Q: I’m a primary school teacher and really love the profession. I qualified six years ago and am now thinking moving into a school leadership role. Any suggestions on how to put myself in the school leadership picture? (AH, email).
A: We put this question to one of our coaches, Arthur Geraghty, who is also a primary school principal. His response follows:
In recent years, leadership styles have evolved, and in most cases the ‘heroic’ leader’ – the isolated boss – has been replaced by a team where leadership is shared. Distributed leadership is the favoured approach of the Department of Education and Skills (DES). There is a whole language attached to leadership studies. Teachers who aspire to leadership roles need to be familiar with that language. Many universities and ITs offer excellent postgraduate courses in education leadership and applicants for promoted posts in school are advised to complete a course.
DES circulars and documentation, and school policy development
School management is directed by DES rules and regulations. Circulars and other documents are sent to schools regularly setting out these rules, regulations, and expectations, and are available on the DES website. It is very important that prospective school leaders are familiar with circulars, particularly those related to leadership and management. Looking at Our School (2016) is probably the most important DES leadership document.

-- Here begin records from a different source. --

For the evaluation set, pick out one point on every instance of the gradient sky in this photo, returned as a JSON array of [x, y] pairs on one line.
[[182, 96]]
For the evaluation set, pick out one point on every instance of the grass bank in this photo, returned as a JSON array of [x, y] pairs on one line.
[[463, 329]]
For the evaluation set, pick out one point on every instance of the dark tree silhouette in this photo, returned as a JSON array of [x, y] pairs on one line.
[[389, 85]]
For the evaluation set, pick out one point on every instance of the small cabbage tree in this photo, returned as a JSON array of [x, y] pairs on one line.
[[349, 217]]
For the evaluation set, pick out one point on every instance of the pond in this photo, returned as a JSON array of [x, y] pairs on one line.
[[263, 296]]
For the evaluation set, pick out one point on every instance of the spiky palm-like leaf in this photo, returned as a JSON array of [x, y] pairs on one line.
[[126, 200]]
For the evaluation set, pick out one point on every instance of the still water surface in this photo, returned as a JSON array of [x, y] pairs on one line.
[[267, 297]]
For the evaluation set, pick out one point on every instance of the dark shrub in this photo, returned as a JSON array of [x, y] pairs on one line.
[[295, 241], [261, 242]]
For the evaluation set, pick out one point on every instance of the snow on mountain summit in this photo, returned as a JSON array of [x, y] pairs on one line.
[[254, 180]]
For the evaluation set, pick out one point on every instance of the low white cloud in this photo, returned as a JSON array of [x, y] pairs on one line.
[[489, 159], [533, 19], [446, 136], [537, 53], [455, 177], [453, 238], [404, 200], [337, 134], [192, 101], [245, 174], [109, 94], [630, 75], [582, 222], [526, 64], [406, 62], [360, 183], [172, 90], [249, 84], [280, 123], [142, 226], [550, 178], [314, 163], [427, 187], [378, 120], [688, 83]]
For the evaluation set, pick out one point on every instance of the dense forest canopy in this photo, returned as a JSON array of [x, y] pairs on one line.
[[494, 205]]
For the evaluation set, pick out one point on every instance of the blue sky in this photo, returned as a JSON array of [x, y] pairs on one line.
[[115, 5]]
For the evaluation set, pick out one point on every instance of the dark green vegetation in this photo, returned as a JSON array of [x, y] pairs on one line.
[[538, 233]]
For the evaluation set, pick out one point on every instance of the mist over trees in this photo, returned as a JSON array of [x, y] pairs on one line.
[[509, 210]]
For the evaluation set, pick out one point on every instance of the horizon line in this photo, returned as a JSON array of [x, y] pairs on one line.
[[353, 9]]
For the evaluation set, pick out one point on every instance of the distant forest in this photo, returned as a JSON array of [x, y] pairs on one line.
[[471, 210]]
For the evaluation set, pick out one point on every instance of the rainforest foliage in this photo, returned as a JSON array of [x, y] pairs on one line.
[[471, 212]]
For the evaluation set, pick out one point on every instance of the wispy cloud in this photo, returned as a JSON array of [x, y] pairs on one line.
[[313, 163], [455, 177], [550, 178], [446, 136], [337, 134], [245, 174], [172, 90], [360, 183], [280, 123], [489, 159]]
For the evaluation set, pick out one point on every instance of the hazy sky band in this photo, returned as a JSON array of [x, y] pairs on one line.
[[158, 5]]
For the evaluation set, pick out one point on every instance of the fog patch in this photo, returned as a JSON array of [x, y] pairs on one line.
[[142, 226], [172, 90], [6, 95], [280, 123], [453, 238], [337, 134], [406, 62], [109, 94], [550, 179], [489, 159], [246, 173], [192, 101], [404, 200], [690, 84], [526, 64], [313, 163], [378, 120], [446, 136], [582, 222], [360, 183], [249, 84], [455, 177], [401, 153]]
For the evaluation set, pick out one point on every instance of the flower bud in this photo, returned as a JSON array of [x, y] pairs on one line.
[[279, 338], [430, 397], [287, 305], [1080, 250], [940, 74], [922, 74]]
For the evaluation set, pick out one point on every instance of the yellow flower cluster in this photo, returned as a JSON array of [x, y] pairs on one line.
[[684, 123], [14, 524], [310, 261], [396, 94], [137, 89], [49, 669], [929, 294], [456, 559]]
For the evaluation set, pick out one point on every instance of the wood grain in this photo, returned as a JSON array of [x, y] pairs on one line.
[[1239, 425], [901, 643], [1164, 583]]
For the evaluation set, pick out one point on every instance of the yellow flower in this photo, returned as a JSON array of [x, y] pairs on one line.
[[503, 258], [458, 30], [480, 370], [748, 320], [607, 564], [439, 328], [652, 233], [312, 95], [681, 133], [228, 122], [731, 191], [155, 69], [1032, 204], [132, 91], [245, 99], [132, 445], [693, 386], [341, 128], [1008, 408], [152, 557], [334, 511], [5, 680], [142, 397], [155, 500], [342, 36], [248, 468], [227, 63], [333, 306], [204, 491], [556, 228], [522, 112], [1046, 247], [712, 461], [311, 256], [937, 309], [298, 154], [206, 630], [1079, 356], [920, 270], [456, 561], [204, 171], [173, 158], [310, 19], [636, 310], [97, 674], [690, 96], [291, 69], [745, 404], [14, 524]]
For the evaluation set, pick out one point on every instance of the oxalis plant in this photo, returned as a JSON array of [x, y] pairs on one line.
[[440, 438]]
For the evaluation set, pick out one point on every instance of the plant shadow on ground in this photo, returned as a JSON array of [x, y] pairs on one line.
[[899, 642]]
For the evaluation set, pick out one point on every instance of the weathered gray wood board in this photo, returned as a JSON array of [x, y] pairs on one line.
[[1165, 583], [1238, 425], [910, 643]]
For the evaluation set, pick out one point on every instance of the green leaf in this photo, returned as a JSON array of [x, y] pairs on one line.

Desirable skills include leadership, management, teamwork, communication, and interpersonal skills. Good leaders have a clear vision and bring others on board to realise that vision. Furthermore, emotional intelligence is a central skill in interactions with colleagues. Strong interpersonal skills empower leaders to nurture important relationships with their team.
Leadership roles in school
There are ample opportunities for teachers to undertake leadership roles in their schools. Distribution of leadership is referred to clearly in Looking at our School, and principals are generally supportive of teachers who are happy to take on extra responsibilities. This gives aspirant leaders opportunities to experience leadership and develop relevant skills. These roles may include sports team management, choir or musical direction, Health and Safety Representative, Deputy Designated Liaison Person or Professional Support Team member.
Give the application form time
The application form for promoted posts in schools is a searching document. Applicants are advised to begin filling it well in advance of possible promotion opportunities. The more thought candidates invest in it, the better they are prepared for interview. The interviewers want to find out whether applicants can lead the complex journey involved in driving an initiative.
The application form centres around a small number of competencies. Before approaching the competencies, applicants should first list every life experience where they led or managed in a school, organisation, business, club or society. Consequently, these ‘life stories’ can then be arranged into the various competencies and used in the application form and later at the interview. However, if an applicant cannot come up with two to three stories for each competency, it may raise questions as to their preparedness for promotion.
Volunteering and local community
It is generally accepted that anybody who volunteers gets far more out of it that they put in. Volunteering provides opportunities to meet new people, learn new skills, work in teams and lead projects while doing good for others and society in general. The website www.volunteer.ie is a good starting point.
Arthur Geraghty is a Career Coach with Sli Nua Careers.